— Да, да, — поспешно отвечал старик. — Когда внутренний голос громко заговорил во мне, я стоял на коленях у ее изголовья. И я немедленно встал, взял свой посох и пошел. О, если бы мне дано было забыть ее печальный взгляд, когда я отнял тогда у нее мою руку и бросил ее блуждать одну по сумрачной долине скорби! Ибо душа ее изнемогала в томлении, и опорой ей служили мои молитвы. И вот в ту ужасную ночь меня неотступно преследовала мысль, что я оказался дурным христианином и жестоким отцом; да, даже моя дочь с ее бледным, помертвелым личиком, казалось, вставала передо мной и шептала: «Отец, ты обманут. Возвращайся в свой дом и укрой под сенью его свою седую голову». О ты, к кому я взывал в своих самых жестоких заблуждениях, — продолжал квакер, возводя в глубоком волнении свои глаза к небу, — не налагай на самого кровожадного из наших гонителей тех жесточайших мук, которые перенесла моя душа, когда я решил, что все, что я делал и терпел во имя твое, было совершено мною по наущению гнусного врага рода человеческого! Но я не сдался. Я пал на колени и вступил в борьбу с искусителем, в то время как плеть все сильнее рассекала мое тело. И вот молитва моя была услышана, и я в мире и в радости пошел искать приюта в пустыне.
Хотя фанатичность старика обычно и отличалась спокойной рассудочностью, теперь, когда он рассказывал свою повесть, он был глубоко взволнован. Однако, как ни сильно было его невольное возбуждение, оно, по-видимому, до известной степени успокоило его собеседника. Они продолжали сидеть молча, смотря на огонь и, возможно, представляя себе в мерцании пламенеющих углей новые картины гонений, которые их ожидают. Снег по-прежнему упорно бился в окна, а иногда, так как пламя больших поленьев постепенно угасало, забирался в широкий дымоход и шипел, упав на очаг. По временам за стенкой слышались осторожные шаги, и звук их неизменно заставлял обоих квакеров обращать свои взоры к двери в соседнюю комнату. Наконец, когда неистово-дикий порыв ветра по естественной связи мыслей побудил Пирсона вспомнить о бесприютных путешественниках, блуждающих в такую ночь, он подвел итог их разговору.

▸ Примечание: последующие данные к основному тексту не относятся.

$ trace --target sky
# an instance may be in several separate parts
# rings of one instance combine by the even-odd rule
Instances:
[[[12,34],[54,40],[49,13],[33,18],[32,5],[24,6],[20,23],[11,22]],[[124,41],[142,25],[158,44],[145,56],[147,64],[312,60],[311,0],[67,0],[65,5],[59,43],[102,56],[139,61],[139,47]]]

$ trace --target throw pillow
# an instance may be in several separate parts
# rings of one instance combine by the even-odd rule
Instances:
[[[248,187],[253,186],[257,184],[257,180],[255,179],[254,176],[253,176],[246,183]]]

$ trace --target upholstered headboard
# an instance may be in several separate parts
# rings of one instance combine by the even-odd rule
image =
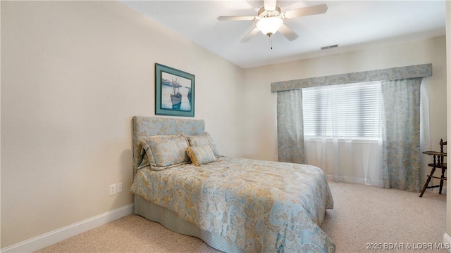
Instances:
[[[201,135],[205,131],[205,122],[203,119],[134,116],[132,119],[132,131],[133,175],[135,175],[142,160],[140,137],[180,133],[191,136]]]

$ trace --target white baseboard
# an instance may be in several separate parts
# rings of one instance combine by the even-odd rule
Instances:
[[[447,247],[448,251],[451,253],[451,236],[446,233],[443,234],[443,245]]]
[[[1,253],[10,252],[32,252],[43,247],[61,242],[70,237],[77,235],[90,229],[106,224],[118,219],[132,214],[134,212],[134,205],[130,204],[116,209],[99,214],[65,226],[43,235],[16,243],[0,249]]]

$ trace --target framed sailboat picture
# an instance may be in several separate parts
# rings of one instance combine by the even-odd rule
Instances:
[[[194,75],[155,63],[155,115],[194,117]]]

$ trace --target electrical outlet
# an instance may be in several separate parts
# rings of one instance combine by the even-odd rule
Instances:
[[[116,184],[110,185],[110,196],[116,194]]]
[[[123,184],[122,184],[122,183],[118,183],[116,186],[116,189],[118,190],[118,193],[122,193],[122,190],[123,190],[123,188],[122,188]]]

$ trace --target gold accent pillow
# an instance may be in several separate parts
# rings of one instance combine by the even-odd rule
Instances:
[[[186,153],[188,141],[181,134],[142,137],[140,141],[153,170],[190,162]]]
[[[216,161],[211,148],[208,145],[188,147],[186,153],[191,159],[191,162],[196,166]]]
[[[211,148],[215,156],[221,156],[219,155],[216,145],[213,141],[213,138],[211,138],[211,136],[210,136],[208,132],[204,132],[204,134],[198,136],[187,136],[186,138],[188,140],[190,147],[208,145],[210,146],[210,148]]]

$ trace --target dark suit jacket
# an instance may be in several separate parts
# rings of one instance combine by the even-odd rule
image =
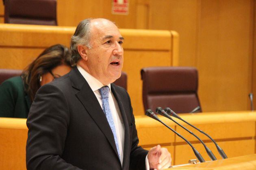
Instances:
[[[26,118],[30,105],[20,76],[8,79],[0,85],[0,117]]]
[[[111,84],[125,128],[123,167],[103,111],[75,68],[38,90],[27,121],[28,170],[145,169],[129,95]]]

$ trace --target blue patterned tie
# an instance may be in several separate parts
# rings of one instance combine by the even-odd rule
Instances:
[[[119,159],[121,160],[121,157],[120,156],[120,153],[119,151],[119,147],[118,145],[118,140],[117,136],[117,133],[115,132],[115,124],[114,123],[114,120],[112,117],[112,115],[111,113],[110,110],[110,107],[109,107],[109,103],[108,103],[108,93],[109,92],[109,87],[108,86],[104,86],[100,89],[100,92],[102,98],[102,109],[105,113],[105,115],[106,117],[108,122],[110,126],[111,130],[112,130],[112,132],[114,135],[114,138],[115,142],[115,146],[117,147],[117,149],[118,153],[118,156]]]

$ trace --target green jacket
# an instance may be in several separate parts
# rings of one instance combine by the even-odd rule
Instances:
[[[31,104],[20,76],[6,80],[0,85],[0,117],[26,118]]]

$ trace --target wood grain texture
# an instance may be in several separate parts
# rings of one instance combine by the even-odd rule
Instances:
[[[26,145],[27,134],[27,129],[0,128],[0,169],[26,169]]]
[[[179,130],[173,122],[162,116],[159,117],[172,128]],[[255,112],[188,114],[184,114],[182,117],[202,129],[209,130],[209,134],[216,140],[229,158],[255,152]],[[159,122],[144,115],[135,116],[135,119],[139,144],[144,148],[149,149],[158,144],[167,148],[172,155],[173,165],[186,164],[189,159],[195,158],[188,145],[181,142],[178,136]],[[26,122],[25,119],[0,118],[0,145],[3,146],[0,147],[0,155],[4,158],[1,161],[3,163],[0,164],[0,169],[26,169],[25,149],[27,137]],[[220,124],[226,125],[218,128]],[[211,128],[216,130],[210,130]],[[231,132],[232,129],[234,132]],[[180,133],[186,135],[183,132]],[[190,137],[186,137],[190,140]],[[207,139],[202,139],[217,159],[220,159],[213,144]],[[194,140],[191,140],[204,159],[210,160],[202,144]]]
[[[196,164],[190,164],[167,169],[171,170],[254,170],[256,168],[256,154],[239,156],[225,159],[218,160]]]
[[[250,2],[201,2],[196,65],[199,94],[205,111],[249,109],[252,67]]]
[[[23,69],[48,47],[59,43],[69,46],[75,30],[74,27],[0,24],[0,68]],[[120,30],[125,38],[123,70],[127,73],[134,113],[144,115],[141,69],[172,66],[178,58],[178,34],[167,30]]]
[[[252,60],[252,92],[254,94],[254,106],[256,109],[256,0],[253,1],[254,3],[254,24],[253,25],[254,48],[252,49],[253,59]]]

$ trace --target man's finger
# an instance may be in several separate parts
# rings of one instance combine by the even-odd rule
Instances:
[[[171,155],[168,153],[168,154],[166,155],[164,159],[163,160],[162,162],[157,166],[157,168],[158,169],[168,168],[171,165]]]
[[[165,157],[169,156],[170,153],[166,148],[162,148],[160,151],[158,162],[161,164],[165,159]]]
[[[161,147],[159,144],[156,146],[152,147],[150,149],[151,152],[152,154],[155,154],[159,152],[161,149]]]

— Я чуть было не изнемог под тяжестью выпавших мне на долю испытаний, промолвил он, тяжко вздыхая, — и все-таки я бы предпочел, чтобы груз этот был в два раза тяжелее, только бы мать мальчика была от них избавлена. Много тяжких ран ее поразило, но эта была бы всех страшнее.

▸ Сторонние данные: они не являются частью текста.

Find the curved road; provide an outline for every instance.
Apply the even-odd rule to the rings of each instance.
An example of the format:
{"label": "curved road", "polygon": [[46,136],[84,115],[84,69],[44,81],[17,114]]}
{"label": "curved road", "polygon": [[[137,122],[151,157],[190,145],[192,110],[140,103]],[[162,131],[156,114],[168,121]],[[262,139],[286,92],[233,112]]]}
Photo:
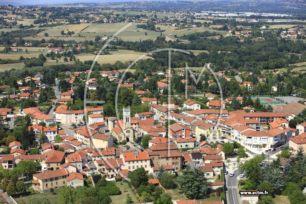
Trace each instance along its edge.
{"label": "curved road", "polygon": [[[281,147],[285,147],[288,145],[288,143],[286,143],[285,145],[276,148],[276,150],[275,151],[272,152],[271,151],[265,153],[265,155],[266,155],[266,158],[265,160],[276,160],[276,158],[271,158],[270,156],[272,154],[276,154],[281,151]],[[260,155],[260,154],[254,153],[247,149],[246,149],[246,150],[247,152],[254,156]],[[238,182],[239,180],[239,176],[240,174],[240,170],[238,169],[234,171],[233,172],[234,175],[232,177],[230,176],[230,174],[225,176],[225,184],[226,187],[226,194],[227,203],[228,204],[240,204],[242,203],[241,197],[239,194],[239,189],[238,187]],[[244,178],[241,178],[240,179],[244,180],[246,178],[246,176]]]}

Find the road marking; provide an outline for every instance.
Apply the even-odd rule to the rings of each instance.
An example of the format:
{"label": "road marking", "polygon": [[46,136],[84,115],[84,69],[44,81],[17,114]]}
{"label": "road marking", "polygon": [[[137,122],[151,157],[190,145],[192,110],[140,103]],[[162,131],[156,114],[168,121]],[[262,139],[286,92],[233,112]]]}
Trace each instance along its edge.
{"label": "road marking", "polygon": [[237,188],[237,186],[229,186],[228,188]]}

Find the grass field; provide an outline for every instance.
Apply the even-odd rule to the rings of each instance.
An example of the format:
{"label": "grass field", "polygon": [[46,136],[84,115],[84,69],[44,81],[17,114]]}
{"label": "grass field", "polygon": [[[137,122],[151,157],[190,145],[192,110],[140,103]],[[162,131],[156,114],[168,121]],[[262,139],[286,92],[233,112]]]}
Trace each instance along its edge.
{"label": "grass field", "polygon": [[14,68],[17,69],[22,69],[24,66],[24,64],[23,62],[0,65],[0,72],[4,72],[6,70],[9,70]]}
{"label": "grass field", "polygon": [[302,66],[303,65],[306,65],[306,61],[303,62],[299,62],[298,63],[296,63],[295,64],[292,64],[290,65],[296,65],[296,66]]}
{"label": "grass field", "polygon": [[65,33],[67,33],[69,31],[71,32],[73,31],[76,34],[79,32],[81,30],[91,24],[82,24],[75,25],[59,25],[55,27],[43,28],[46,30],[38,33],[37,34],[37,35],[38,36],[44,37],[45,33],[47,33],[50,37],[61,36],[62,36],[61,35],[61,32],[63,30]]}
{"label": "grass field", "polygon": [[293,69],[295,71],[299,71],[301,70],[306,70],[306,67],[299,67]]}
{"label": "grass field", "polygon": [[[81,36],[86,38],[87,39],[94,39],[96,35],[102,36],[104,35],[111,36],[120,29],[129,23],[118,23],[115,24],[91,24],[88,27],[79,34]],[[137,29],[134,28],[139,24],[132,23],[130,26],[125,29],[118,35],[118,38],[121,38],[124,40],[138,41],[140,39],[144,40],[149,39],[155,39],[159,34],[142,29]],[[147,35],[145,33],[147,32]],[[70,38],[69,38],[70,39]],[[80,40],[78,39],[78,40]]]}
{"label": "grass field", "polygon": [[184,196],[183,192],[179,188],[175,189],[168,189],[167,190],[167,191],[168,191],[170,195],[172,196],[174,200],[186,199]]}
{"label": "grass field", "polygon": [[[117,61],[121,61],[124,62],[130,60],[134,61],[143,54],[147,54],[146,53],[134,52],[132,50],[119,50],[118,52],[111,52],[113,54],[100,55],[97,61],[100,64],[109,63],[114,64]],[[81,61],[93,60],[96,55],[92,54],[81,54],[75,55],[76,58],[79,59]],[[148,56],[145,56],[142,59],[151,58]]]}
{"label": "grass field", "polygon": [[[125,69],[122,69],[118,70],[118,72],[123,72],[125,71]],[[129,72],[132,72],[132,73],[133,73],[134,72],[135,72],[135,71],[136,71],[136,69],[129,69]]]}
{"label": "grass field", "polygon": [[[121,184],[122,184],[122,185]],[[112,199],[112,202],[111,203],[112,204],[125,203],[127,194],[129,194],[134,203],[138,202],[136,196],[133,193],[131,188],[129,187],[127,184],[118,181],[116,182],[115,184],[120,189],[121,194],[120,195],[112,195],[110,196],[110,198]]]}
{"label": "grass field", "polygon": [[[263,71],[265,72],[266,71],[267,71],[269,72],[270,72],[270,71],[273,71],[274,69],[264,69]],[[275,69],[275,71],[280,71],[281,72],[287,72],[287,69],[285,68],[281,68],[278,69]]]}
{"label": "grass field", "polygon": [[[24,47],[23,49],[24,50],[25,50],[26,48]],[[28,51],[29,51],[28,50]],[[46,53],[46,51],[29,51],[28,53],[26,53],[24,51],[21,52],[10,52],[9,54],[0,54],[0,58],[2,59],[10,59],[12,60],[19,59],[21,56],[22,56],[23,57],[29,57],[31,58],[31,57],[37,57],[39,54]]]}
{"label": "grass field", "polygon": [[287,195],[275,196],[275,198],[273,199],[276,203],[282,203],[282,204],[290,204],[288,196]]}
{"label": "grass field", "polygon": [[290,28],[297,25],[295,24],[280,24],[279,25],[269,25],[270,29],[280,28],[282,28],[284,29],[286,28]]}
{"label": "grass field", "polygon": [[14,199],[18,204],[26,204],[28,203],[29,198],[31,197],[32,196],[39,197],[43,195],[47,197],[50,201],[51,204],[56,204],[57,203],[58,197],[58,196],[59,191],[59,189],[54,189],[53,193],[51,193],[49,191],[43,193],[36,193],[38,192],[37,191],[34,191],[32,189],[29,189],[27,192],[27,195],[26,196],[22,196],[18,198],[14,198]]}
{"label": "grass field", "polygon": [[177,36],[182,36],[184,34],[187,35],[190,33],[194,33],[196,32],[202,32],[204,31],[209,31],[211,32],[215,32],[216,33],[219,33],[220,34],[226,35],[226,33],[220,31],[216,31],[209,30],[208,28],[206,27],[201,27],[199,28],[183,28],[178,30],[168,31],[163,32],[165,34],[171,34],[173,35],[177,35]]}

— Не бойся за Кэтрин, — отвечал старый квакер, — я хорошо знаю эту мужественную женщину и видел, что она умеет нести свой крест. Материнская любовь в ней, правда, очень сильна, и порою может казаться, что если она вступит в противоречие с ее верой, любовь одержит верх, но Кэтрин очень скоро воспрянет духом и готова будет вознести благодарение создателю, что сын ее удостоился стать так рано угодной небесам жертвой. Мальчик выполнил свое назначение здесь, на земле, и она поймет, что и для него и для нее лучше, чтобы он почил в мире. Блаженны, воистину блаженны те, кто после столь малых страданий могут обрести вечный покой.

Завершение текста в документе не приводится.